Home to the nation’s 1st Infantry Division, known as “The Big Red One,” the fort boasts more than 75,000 acres of deep-rooted grasslands that quickly rebound from the tank tracks, fires and other scars of mock battlefield maneuvers.
In combined-arms exercises slated for next month, “we’ll have a synchronization of artillery, aviation, howitzers, tanks … everything we’ve got,” said Maj. Steve Veves. His tank group fired at long-distance targets last week.
The Army’s National Training Center in the Mojave Desert has long been a site of intensive battlefield maneuvers for deploying troops. The military is shifting more of that training to home stations such as Fort Riley, and some of them have already been working on the new training.
Relying also on simulated training, Fort Riley this year became the first in the Army to use gaming software developed at Fort Leavenworth’s simulation laboratory. The software allows moving soldiers to become their own fighting avatars, surrounded by a virtual battleground they view through helmets.
“You become immersed,” said Bill Raymann, chief of training at the fort’s Close Combat and Tactical Training campus.
“If a simulation is done correctly, it’ll take the brain about 15 seconds to adjust back. You walk out the door surprised: ‘Oh, I’m really in Kansas.’”
Live action
Indoor simulators helped Pfc. Christian McClure get down the mechanics of loading an Abrams tank.
“They help, but nothing can simulate like this does,” McClure said just before wedging into a real tank and practicing live action on the firing range.
Although many experts, including some top Pentagon brass, question the Army’s need for heavy tanks and howitzers for future conflicts, McClure and tank commander Monroe would rather be nowhere else in battle.
“You can always use a tank,” Monroe said. “And, unfortunately, there will always be wars to fight.”
Miles away from the erupting battleground, Fort Riley commanders can monitor live maneuvers and coordinate them with drills around the globe.

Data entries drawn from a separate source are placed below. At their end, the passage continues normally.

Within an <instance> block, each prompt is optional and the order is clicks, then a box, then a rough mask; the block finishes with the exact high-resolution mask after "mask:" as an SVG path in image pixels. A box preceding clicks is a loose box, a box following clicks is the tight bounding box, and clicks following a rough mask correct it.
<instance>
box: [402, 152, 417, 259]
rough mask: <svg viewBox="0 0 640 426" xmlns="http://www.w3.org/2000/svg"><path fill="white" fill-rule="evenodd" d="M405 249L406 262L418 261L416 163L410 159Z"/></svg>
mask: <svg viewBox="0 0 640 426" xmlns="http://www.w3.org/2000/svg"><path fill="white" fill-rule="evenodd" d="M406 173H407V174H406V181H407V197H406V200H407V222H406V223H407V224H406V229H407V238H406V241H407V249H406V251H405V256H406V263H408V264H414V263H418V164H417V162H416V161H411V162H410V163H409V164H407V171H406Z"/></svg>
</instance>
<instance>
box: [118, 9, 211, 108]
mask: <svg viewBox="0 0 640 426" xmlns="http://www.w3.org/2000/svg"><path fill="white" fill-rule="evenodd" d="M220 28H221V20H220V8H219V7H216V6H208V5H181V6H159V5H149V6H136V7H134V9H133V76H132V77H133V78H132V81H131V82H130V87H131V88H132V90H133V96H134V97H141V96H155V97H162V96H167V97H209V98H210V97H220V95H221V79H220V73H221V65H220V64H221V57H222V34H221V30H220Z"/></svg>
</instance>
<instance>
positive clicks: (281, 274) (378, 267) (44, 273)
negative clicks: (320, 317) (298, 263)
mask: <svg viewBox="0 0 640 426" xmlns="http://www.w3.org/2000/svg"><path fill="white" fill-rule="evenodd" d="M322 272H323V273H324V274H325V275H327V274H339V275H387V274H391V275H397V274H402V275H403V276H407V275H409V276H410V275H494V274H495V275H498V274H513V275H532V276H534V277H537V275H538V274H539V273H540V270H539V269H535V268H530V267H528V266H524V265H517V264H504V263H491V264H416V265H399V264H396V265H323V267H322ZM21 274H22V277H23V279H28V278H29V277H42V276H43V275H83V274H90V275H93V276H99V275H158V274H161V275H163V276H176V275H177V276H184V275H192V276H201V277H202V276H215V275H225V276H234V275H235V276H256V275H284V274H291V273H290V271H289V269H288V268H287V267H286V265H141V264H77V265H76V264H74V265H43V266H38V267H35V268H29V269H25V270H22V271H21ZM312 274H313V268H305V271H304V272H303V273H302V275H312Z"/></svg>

A beach landing in California, infantry moving through a crowded Asian city and sea support from somewhere else, all linked together, make for what Army officials call “the ultimate scrimmage” for the ultimate war.
Military analyst John Pike said troops trained in counterinsurgency ought to prepare for that war too.
“The Army has kicked down a lot of doors in the last dozen years,” said Pike of GlobalSecurity.org. “And North Korea could break out any minute.
“It’s a big world out there. … Best as I can tell, peace isn’t breaking out all over.”